I am the hardware engineer who is working with Paul. I'd love to hear any comments you might have on our approach.

Our application specific IP that must also fit in the FPGA is a PLB master DMA device that uses about 50% of the BRAM and 25% of the fabric in the FX12. We originally were going to use the FX12 Minimodule, but switched to the ML403 to get 2x the DDR bandwidth. We can get by with

400 Mb/s performance for now, but would like to get 800 Mb.

It seemed like all the GSRD examples almost filled a FX12, particularly with BRAM usage, so we used the EDK supplied PLB TEMAC core and the PLB DDR controller for now.

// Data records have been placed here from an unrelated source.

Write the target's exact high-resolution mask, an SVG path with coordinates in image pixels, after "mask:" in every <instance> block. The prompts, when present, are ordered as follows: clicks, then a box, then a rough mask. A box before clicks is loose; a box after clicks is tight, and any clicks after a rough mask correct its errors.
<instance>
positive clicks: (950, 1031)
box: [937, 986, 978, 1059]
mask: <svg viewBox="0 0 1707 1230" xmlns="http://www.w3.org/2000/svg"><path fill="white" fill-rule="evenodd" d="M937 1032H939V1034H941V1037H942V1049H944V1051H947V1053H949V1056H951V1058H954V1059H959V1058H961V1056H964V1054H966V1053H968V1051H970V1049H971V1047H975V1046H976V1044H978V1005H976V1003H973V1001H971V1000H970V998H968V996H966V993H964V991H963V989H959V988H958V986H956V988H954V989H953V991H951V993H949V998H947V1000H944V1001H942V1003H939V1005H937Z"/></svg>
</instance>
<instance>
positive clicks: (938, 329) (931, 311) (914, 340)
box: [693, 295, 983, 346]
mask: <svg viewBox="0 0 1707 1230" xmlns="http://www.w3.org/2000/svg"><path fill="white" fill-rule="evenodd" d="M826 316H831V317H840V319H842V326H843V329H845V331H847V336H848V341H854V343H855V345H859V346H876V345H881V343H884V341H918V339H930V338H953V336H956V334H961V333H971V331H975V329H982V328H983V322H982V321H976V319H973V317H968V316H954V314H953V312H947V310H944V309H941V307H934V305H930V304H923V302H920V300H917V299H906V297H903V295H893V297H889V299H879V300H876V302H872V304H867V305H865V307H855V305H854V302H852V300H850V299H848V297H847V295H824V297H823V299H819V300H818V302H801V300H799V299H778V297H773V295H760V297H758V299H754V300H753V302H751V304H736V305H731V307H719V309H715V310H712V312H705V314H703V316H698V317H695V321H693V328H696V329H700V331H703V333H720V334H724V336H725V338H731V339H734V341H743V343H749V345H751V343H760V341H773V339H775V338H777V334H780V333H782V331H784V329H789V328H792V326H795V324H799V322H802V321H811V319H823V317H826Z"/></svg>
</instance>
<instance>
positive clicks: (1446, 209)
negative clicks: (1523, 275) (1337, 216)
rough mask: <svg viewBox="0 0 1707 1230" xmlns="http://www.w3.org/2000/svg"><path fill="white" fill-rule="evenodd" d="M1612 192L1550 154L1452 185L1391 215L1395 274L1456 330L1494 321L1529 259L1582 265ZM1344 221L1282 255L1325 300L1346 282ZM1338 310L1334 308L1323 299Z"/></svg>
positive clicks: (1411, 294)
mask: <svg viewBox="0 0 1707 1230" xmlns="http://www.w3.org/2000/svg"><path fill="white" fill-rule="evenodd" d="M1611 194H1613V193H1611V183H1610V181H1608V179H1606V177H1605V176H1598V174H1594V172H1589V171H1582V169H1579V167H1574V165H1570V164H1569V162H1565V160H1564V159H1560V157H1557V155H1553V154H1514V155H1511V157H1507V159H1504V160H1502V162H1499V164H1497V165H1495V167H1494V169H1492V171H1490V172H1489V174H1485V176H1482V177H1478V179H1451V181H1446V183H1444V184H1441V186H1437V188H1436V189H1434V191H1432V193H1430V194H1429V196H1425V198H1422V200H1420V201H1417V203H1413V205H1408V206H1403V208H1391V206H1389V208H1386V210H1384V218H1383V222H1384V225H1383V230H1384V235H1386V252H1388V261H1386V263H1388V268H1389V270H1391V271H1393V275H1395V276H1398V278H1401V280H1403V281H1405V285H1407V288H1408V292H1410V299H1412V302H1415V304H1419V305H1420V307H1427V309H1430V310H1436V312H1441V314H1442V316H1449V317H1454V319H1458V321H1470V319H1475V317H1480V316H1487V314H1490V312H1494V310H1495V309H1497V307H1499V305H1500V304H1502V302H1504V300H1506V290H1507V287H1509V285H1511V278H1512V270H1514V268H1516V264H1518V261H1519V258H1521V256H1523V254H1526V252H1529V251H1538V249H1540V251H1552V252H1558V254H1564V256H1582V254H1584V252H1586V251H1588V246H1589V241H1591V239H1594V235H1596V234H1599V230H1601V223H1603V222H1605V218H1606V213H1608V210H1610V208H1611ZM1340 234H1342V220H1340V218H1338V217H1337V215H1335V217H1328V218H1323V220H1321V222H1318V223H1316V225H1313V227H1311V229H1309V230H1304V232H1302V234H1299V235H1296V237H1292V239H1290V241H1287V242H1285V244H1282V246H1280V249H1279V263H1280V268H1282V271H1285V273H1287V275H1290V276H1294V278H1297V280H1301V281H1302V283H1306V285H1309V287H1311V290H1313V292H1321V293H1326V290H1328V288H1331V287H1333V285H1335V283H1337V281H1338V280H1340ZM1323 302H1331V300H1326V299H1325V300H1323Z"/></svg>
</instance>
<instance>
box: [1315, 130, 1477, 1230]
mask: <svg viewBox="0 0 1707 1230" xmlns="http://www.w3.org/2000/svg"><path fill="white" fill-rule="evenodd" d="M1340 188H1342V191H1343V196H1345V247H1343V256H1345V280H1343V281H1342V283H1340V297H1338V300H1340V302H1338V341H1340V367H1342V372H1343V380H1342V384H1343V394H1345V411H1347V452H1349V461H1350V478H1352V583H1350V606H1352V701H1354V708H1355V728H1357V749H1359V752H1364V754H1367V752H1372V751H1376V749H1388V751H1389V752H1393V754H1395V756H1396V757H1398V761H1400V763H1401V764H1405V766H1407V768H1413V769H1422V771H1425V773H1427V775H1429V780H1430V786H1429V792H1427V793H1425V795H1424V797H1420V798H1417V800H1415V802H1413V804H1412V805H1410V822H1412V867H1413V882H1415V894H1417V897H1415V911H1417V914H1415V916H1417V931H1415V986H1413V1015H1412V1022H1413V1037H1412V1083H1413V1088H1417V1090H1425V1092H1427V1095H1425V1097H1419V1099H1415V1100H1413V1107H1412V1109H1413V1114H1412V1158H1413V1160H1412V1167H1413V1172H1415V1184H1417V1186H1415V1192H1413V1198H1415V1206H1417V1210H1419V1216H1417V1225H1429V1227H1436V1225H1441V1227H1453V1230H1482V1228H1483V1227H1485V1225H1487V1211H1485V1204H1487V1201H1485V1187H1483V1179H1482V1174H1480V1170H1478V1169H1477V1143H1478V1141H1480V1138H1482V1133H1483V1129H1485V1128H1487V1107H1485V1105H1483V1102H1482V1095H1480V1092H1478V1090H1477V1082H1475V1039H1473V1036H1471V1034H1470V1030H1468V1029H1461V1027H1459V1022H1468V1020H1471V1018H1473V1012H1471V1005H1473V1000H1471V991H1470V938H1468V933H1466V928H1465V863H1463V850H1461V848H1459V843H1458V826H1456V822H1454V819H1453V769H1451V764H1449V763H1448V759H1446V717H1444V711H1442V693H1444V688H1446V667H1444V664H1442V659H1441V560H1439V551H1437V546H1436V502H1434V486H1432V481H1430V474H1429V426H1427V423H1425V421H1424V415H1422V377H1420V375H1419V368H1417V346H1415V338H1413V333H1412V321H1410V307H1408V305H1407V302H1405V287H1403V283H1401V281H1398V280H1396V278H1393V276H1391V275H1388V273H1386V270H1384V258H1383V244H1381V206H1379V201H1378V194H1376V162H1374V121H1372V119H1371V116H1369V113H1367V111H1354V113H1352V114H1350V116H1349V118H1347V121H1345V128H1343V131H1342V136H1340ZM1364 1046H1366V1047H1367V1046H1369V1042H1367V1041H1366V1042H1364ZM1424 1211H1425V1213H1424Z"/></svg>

Since our app only needs high speed in the receive direction, it seemed like it should be possible to remove half the GSRD logic (i.e. the transmit part) and then everything would fit. As someone who has worked with the GSRD, do you have a feel for how hard this would be? Or would you guess the full GSRD (both directions) could fit with our IP somehow? The critical resource seems to be BRAM and it always seemed like the xilinx IP really used more BRAM that it should.

thanks, Jeff

Reply to
Jeff Cunningham

Jeff,

My GSRD design uses about 70% of FX12 logic resources and about 60% of BRAMs. BRAM usage is easy to control since you can set FIFO size from

1BRAM for a MPMC2 port. The best of MPMC2 is an NPI port which simplifies the user peripherals with DMA - what I use for image acquisition. I also tested TEMAC transfer rates to the PC: 730Mbit 1.5k MTU and 850Mbit for 7k MTU. If you need any additional resources do not hesiste to contact me.

Guru

Reply to
Guru

Hi, I'm trying to transfer a small .bin file of size utmost 1-2MB from PC to sdr ddrram of ML403 using a crossover Ethernet cable (TCP/IP). I'm using PowerPC and plb bus. How do I write a socket program to transfer the file?